INFO:root:Scanned 515495784 bytes and deleted 1280 rows from moz-fx-data-backfill-7.telemetry_stable.crash_v4 INFO:root:Scanned 35301644397 bytes and deleted 45159 rows from moz-fx-data-backfill-7.telemetry_stable.event_v4 INFO:root:Scanned 1059770786 bytes and deleted 169 rows from moz-fx-data-backfill-7.telemetry_stable.first_shutdown_v4 INFO:root:Scanned 286322673 bytes and deleted 2 rows from moz-fx-data-backfill-7.telemetry_stable.heartbeat_v4 INFO:root:Scanned 134028021311 bytes and deleted 13872 rows from moz-fx-data-backfill-7.telemetry_stable.main_v4 INFO:root:Scanned 2795691020 bytes and deleted 1071 rows from moz-fx-data-backfill-7.telemetry_stable.modules_v4 INFO:root:Scanned 302643221 bytes and deleted 163 rows from moz-fx-data-backfill-7.telemetry_stable.new_profile_v4 INFO:root:Scanned 1245911143 bytes and deleted 6477 rows from moz-fx-data-backfill-7.telemetry_stable.update_v4 INFO:root:Scanned 286924248 bytes and deleted 10 rows from moz-fx-data-backfill-7.telemetry_stable.voice_v4 INFO:root:Scanned 175822424583 and deleted 68203 rows in total |
After this is all done, we append each of these tables to the production tables. Appends requires superuser permissions, so it was handed off to another engineer to finalize the deed. Afterward, we deleted the rows in the error table corresponding to the backfilled pings from the backfill-7 project.

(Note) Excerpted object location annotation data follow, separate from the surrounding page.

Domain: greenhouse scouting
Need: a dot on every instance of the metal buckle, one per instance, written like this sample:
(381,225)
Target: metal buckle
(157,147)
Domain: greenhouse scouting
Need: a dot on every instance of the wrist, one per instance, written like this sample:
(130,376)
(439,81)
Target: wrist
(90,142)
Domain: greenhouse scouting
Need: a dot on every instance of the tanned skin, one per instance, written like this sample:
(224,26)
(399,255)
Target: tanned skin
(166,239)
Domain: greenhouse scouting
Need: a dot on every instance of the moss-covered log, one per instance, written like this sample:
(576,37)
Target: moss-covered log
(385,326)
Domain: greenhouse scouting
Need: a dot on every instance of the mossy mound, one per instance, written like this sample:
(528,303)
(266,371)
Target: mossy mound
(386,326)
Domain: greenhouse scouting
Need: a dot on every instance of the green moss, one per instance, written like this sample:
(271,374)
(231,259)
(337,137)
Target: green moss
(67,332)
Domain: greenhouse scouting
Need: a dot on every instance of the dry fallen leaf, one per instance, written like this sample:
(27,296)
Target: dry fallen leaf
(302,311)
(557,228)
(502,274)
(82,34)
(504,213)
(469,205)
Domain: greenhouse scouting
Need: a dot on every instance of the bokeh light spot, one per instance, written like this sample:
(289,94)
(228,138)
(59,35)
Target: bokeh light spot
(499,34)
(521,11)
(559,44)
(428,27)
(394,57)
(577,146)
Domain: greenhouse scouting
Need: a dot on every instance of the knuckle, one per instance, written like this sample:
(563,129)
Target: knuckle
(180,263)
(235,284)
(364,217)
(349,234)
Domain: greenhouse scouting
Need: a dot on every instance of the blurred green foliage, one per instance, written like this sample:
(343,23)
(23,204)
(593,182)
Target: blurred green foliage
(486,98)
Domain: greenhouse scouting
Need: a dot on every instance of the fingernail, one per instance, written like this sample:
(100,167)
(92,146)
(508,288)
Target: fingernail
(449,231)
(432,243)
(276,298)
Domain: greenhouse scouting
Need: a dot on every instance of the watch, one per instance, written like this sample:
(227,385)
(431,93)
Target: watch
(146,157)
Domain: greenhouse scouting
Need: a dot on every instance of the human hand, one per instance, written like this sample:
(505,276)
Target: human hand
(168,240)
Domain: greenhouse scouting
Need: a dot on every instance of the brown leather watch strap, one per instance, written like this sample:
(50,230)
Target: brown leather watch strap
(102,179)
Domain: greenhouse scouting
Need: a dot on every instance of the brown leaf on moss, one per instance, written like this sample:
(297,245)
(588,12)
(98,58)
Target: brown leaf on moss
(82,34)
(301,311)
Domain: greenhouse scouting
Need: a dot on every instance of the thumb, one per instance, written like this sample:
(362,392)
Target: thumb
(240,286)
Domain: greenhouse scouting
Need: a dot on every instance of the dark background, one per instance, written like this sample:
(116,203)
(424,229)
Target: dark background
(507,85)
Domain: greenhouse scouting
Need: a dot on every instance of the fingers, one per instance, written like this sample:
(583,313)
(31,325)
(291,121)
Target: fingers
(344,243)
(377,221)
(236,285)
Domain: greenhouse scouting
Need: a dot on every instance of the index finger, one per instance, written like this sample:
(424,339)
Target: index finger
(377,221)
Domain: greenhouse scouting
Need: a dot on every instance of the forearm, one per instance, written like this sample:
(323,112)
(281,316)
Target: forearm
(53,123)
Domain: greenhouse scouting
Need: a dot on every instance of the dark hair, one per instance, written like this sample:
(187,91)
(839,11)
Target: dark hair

DELETE FROM `moz-fx-data-shared-prod.payload_bytes_error.telemetry` WHERE DATE(submission_timestamp) BETWEEN "2020-07-04" AND "2020-08-20" AND exception_class = 'org.everit.json.schema.ValidationException' AND error_message LIKE '%GPUActive%' |
Finally, we updated the production errors with new errors generated from the backfill process.
bq cp --append_table moz-fx-data-backfill-7:payload_bytes_error.telemetry moz-fx-data-shared-prod:payload_bytes_error.telemetry |
Now those rejected pings are available for analysis down the line. For the unadulterated backfill logs, see this PR to bigquery-backfill.
Conclusions
No system is perfect, but the processes we have in place allow us to systematically understand the surface area of issues and systematically address failures. Our health check meeting improves our situational awareness of changes upstream in applications like Firefox, while our backfill logs in bigquery-backfill allow us to practice dealing with the complexities of recovering from partial outages. These underlying processes and systems are the same ones that facilitate the broader Glean ecosystem at Mozilla and will continue to exist as long as the data flows.